In the era of globalisation, where priorities for every business are set to become bigger and more powerful, companies try to move from their domestic markets to increase their competitive advantage and build their strength by merging with other companies, in order to benefit from economies of scale. This report investigates thoroughly the changes that occurred in the financial service sector, with a particular attention to the changes in the market structure. It also explains the rationale for the cross border restructuring that has been taking place recently by describing and clarifying the major forces and processes in external environment. The connections between these forces and the changes generated by them are drawn in this paper as well. This study concentrates on EU15 countries (1995 enlargement) but the main focus will be on Germany, Spain, Italy, United Kingdom and Netherlands where the retail banking has a significant role in the economy and is a very powerful industry. Report also includes some important examples from CEE (Central Eastern Europe) market to illustrate the growing importance of the emerging markets and the changes in the political and legal environment that helped bring them out. In order to make the report more manageable it will be time restraint to the past 10 years.

2. Size, market structure and concentration in the retail banking industry

A retail bank, for the study purpose, will be defined as a credit institution that deals directly with the customers, providing services including: mortgages, savings accounts, personal loans and credit card accounts.
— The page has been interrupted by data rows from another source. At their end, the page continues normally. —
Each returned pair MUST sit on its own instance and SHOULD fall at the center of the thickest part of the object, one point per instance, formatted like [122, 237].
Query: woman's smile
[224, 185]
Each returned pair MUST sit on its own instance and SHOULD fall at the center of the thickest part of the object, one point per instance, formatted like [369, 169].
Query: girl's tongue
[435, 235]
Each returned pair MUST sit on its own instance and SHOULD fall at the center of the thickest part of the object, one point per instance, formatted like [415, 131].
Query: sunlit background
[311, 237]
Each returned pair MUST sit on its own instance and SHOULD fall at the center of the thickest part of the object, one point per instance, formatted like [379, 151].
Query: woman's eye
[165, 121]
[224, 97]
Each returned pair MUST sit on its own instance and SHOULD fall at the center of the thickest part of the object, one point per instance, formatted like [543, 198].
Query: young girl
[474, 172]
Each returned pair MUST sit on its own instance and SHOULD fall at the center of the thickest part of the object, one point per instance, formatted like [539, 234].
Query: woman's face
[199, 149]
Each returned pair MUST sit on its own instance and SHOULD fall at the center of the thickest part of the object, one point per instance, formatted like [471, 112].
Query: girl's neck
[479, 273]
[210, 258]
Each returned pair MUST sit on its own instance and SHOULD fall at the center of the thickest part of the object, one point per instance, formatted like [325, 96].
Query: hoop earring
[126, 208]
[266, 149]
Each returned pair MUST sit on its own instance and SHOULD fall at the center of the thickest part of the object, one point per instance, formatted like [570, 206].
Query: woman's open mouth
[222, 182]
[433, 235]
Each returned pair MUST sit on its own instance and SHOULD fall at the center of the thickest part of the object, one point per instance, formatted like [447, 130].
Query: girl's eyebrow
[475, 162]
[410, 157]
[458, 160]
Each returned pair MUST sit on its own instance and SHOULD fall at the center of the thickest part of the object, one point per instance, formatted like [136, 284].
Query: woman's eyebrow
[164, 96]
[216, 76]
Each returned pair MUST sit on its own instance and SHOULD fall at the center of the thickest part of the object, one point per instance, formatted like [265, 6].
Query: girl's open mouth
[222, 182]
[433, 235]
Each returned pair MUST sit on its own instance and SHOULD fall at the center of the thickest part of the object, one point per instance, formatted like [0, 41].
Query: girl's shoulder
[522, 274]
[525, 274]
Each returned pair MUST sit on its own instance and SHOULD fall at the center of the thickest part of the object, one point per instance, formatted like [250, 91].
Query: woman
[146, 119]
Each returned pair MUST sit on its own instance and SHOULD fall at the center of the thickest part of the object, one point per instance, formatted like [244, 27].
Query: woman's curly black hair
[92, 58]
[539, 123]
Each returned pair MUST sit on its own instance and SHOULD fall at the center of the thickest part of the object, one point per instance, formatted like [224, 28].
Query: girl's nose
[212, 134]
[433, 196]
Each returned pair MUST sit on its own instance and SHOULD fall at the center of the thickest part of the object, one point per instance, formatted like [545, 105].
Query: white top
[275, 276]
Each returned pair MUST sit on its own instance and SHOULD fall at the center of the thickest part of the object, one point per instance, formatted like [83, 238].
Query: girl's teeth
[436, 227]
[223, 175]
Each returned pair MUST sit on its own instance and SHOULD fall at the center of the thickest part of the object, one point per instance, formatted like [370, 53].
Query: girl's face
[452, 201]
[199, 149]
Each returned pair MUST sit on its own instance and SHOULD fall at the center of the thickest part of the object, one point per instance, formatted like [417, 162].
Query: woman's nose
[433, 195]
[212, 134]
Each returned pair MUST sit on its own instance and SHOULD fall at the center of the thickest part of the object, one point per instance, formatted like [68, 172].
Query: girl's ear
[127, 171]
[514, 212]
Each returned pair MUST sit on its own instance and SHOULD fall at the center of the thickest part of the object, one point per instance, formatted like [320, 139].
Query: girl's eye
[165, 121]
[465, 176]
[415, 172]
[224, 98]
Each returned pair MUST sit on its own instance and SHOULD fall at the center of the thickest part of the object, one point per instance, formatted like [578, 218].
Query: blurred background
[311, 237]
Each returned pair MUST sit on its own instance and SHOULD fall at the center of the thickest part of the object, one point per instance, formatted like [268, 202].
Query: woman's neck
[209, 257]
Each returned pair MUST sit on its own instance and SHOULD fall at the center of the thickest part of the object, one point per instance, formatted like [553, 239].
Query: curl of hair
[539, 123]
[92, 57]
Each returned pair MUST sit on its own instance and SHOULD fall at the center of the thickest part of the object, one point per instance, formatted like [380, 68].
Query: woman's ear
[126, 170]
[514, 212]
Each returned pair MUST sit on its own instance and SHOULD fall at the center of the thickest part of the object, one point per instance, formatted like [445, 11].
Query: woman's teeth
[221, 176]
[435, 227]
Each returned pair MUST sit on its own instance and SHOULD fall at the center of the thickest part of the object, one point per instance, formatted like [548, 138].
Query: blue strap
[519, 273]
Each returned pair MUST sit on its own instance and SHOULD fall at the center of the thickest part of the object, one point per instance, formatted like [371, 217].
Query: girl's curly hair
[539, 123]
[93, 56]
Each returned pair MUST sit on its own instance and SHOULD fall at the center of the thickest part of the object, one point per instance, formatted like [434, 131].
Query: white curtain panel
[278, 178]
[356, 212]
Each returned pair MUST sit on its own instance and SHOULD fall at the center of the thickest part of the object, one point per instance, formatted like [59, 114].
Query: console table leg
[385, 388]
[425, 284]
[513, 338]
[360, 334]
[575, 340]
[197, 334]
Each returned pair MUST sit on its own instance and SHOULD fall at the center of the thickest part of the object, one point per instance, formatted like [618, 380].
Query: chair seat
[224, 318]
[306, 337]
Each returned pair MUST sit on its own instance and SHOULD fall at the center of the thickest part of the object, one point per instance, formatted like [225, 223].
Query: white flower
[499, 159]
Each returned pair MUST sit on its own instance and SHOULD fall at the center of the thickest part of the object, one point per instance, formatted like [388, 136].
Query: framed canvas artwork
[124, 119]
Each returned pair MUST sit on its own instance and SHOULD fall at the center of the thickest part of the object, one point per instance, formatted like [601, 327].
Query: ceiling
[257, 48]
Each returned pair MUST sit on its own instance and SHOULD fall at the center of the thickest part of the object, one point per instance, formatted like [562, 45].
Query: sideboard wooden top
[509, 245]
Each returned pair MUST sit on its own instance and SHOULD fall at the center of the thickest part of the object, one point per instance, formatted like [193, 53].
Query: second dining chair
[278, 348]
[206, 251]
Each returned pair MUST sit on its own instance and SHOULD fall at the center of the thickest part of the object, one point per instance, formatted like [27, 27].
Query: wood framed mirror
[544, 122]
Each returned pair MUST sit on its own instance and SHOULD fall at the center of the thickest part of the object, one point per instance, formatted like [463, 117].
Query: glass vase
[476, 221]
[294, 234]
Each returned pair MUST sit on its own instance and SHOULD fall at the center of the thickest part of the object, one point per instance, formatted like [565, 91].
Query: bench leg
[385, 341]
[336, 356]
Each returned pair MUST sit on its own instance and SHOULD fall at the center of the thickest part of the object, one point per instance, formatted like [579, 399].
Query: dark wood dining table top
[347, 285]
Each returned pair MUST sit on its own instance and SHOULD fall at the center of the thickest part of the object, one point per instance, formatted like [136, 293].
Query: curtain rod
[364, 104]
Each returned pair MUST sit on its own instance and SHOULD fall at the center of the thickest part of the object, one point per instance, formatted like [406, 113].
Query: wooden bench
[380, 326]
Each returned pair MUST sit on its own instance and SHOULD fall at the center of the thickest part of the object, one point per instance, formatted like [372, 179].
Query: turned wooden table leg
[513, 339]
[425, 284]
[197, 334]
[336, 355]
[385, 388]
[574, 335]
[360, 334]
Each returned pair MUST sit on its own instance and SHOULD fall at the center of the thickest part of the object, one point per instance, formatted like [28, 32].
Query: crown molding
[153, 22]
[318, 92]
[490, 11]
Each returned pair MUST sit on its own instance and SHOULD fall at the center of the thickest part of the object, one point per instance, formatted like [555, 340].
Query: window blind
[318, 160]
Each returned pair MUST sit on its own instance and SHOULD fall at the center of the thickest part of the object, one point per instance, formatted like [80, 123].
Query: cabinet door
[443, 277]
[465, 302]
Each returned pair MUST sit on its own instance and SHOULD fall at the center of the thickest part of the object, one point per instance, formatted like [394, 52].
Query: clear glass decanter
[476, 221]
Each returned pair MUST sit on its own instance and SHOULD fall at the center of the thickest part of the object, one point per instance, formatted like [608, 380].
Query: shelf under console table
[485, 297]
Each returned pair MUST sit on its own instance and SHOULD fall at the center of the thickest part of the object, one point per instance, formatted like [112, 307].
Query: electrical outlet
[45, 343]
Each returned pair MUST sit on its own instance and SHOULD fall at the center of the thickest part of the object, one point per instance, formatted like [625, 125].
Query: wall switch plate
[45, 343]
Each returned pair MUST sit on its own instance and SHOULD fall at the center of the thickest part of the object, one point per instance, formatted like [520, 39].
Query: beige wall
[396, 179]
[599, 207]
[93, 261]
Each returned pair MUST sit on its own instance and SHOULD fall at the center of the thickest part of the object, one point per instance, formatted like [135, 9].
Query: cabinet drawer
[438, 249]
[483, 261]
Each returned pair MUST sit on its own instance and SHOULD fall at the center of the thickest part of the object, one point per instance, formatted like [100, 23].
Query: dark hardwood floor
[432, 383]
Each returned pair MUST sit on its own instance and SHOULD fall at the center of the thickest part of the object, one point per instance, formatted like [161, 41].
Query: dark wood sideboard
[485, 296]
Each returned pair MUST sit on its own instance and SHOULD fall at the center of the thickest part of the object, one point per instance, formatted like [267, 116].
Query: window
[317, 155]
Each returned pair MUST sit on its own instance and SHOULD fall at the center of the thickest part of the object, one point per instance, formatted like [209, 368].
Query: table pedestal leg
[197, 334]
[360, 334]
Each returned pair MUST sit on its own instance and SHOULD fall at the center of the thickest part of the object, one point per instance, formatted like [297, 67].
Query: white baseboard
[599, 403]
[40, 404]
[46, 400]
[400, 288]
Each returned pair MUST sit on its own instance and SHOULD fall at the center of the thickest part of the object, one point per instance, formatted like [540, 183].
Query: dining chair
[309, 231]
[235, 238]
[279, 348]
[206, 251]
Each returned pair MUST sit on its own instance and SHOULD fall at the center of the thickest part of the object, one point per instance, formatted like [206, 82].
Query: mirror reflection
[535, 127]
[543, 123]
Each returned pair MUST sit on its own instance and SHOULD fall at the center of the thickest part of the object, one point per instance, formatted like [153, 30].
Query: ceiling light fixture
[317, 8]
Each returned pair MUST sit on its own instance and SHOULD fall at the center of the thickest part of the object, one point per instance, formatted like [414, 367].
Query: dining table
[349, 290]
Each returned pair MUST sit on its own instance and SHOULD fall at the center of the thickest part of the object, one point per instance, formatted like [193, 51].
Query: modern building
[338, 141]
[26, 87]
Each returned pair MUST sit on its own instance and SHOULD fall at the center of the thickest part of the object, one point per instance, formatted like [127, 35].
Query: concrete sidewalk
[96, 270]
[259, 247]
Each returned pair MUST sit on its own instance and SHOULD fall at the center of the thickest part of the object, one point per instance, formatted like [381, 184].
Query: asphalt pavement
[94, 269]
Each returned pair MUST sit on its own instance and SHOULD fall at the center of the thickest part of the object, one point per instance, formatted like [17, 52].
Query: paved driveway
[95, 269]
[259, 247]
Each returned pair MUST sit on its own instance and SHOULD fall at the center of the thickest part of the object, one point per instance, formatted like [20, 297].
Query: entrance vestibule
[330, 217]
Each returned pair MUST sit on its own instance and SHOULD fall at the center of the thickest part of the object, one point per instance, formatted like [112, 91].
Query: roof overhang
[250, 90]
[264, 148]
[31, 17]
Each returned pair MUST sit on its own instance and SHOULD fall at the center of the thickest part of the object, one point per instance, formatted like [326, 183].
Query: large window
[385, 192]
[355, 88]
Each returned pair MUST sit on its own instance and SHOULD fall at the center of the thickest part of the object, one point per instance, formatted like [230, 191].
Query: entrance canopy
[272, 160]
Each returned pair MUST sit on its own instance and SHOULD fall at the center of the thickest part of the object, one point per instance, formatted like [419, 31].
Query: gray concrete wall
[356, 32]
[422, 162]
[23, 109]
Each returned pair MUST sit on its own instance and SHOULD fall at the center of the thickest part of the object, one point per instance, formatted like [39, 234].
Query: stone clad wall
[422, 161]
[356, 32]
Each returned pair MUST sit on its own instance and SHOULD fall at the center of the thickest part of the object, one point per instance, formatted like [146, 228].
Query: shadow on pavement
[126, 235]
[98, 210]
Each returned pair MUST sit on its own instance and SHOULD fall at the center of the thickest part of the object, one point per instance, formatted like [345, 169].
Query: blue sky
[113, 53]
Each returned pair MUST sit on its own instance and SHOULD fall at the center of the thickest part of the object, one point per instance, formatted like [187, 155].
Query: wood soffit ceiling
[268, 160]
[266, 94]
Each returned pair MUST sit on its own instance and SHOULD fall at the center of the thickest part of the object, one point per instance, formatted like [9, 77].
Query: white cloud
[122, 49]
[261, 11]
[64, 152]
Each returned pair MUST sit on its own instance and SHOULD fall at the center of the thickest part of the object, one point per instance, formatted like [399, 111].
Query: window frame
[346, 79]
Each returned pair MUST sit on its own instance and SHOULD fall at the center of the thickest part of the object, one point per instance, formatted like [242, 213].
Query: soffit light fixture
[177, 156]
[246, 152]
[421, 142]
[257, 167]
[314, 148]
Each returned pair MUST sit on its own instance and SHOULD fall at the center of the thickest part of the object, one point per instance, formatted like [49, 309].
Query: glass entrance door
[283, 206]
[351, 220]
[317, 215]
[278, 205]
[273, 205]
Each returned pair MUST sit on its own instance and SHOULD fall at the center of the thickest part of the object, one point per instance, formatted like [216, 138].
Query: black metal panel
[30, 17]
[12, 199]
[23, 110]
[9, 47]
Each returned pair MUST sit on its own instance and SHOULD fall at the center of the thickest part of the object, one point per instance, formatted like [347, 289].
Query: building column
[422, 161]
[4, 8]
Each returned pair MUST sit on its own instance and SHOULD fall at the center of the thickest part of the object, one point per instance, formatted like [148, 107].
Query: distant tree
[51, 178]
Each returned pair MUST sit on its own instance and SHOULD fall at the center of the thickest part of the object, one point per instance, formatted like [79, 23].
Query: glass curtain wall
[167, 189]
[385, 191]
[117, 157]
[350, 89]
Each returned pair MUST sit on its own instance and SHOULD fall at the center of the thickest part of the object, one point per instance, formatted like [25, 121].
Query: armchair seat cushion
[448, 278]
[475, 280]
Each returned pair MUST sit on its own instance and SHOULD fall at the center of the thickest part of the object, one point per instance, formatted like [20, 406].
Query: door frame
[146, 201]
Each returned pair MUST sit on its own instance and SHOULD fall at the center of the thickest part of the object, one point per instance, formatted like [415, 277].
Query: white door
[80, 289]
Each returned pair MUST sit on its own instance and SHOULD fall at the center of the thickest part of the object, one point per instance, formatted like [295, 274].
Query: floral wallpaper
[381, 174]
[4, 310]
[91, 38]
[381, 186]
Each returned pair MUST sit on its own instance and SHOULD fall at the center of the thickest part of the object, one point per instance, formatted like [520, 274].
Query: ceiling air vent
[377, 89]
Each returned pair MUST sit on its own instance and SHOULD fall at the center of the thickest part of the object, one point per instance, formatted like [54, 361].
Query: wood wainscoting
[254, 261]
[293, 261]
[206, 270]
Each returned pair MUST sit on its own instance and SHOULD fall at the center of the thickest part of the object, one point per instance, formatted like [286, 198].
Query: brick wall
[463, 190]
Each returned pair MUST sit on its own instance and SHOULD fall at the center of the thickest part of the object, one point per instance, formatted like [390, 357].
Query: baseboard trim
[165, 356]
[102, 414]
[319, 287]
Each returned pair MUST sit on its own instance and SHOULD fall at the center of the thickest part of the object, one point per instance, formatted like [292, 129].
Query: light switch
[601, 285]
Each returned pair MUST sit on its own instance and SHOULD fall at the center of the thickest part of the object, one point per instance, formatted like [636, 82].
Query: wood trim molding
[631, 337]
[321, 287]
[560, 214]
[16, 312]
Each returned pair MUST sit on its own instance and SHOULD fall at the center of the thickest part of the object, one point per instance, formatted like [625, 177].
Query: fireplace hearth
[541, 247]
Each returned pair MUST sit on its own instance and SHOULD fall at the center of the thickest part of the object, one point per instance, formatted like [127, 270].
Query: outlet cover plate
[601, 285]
The retail banking in most of the European countries comprise the features of the oligopolistic competition. Oligopoly can be characterized as a form of market with few firms functioning in it. It does usually have high barriers of entry and the companies are producing a similar product. According to the European Central Bank studies (Report on EU Banking Structure, 2004, 2007) and Lipczynski, Goddard (Industrial Organisation, 2005) a sharp decline in the number of banks during last 10 years could have been witnessed. Over the same period of time number of branches has decreased, as banks have sought to rationalise their branch networks. Table 1 and 2 certifies that during the given period of time number of banks in most of the countries has reduced noticeably and beyond doubt. Although the information below is not focused on the retail sector only, but on the whole banking industry, the same trend can be noticed in the retail banking.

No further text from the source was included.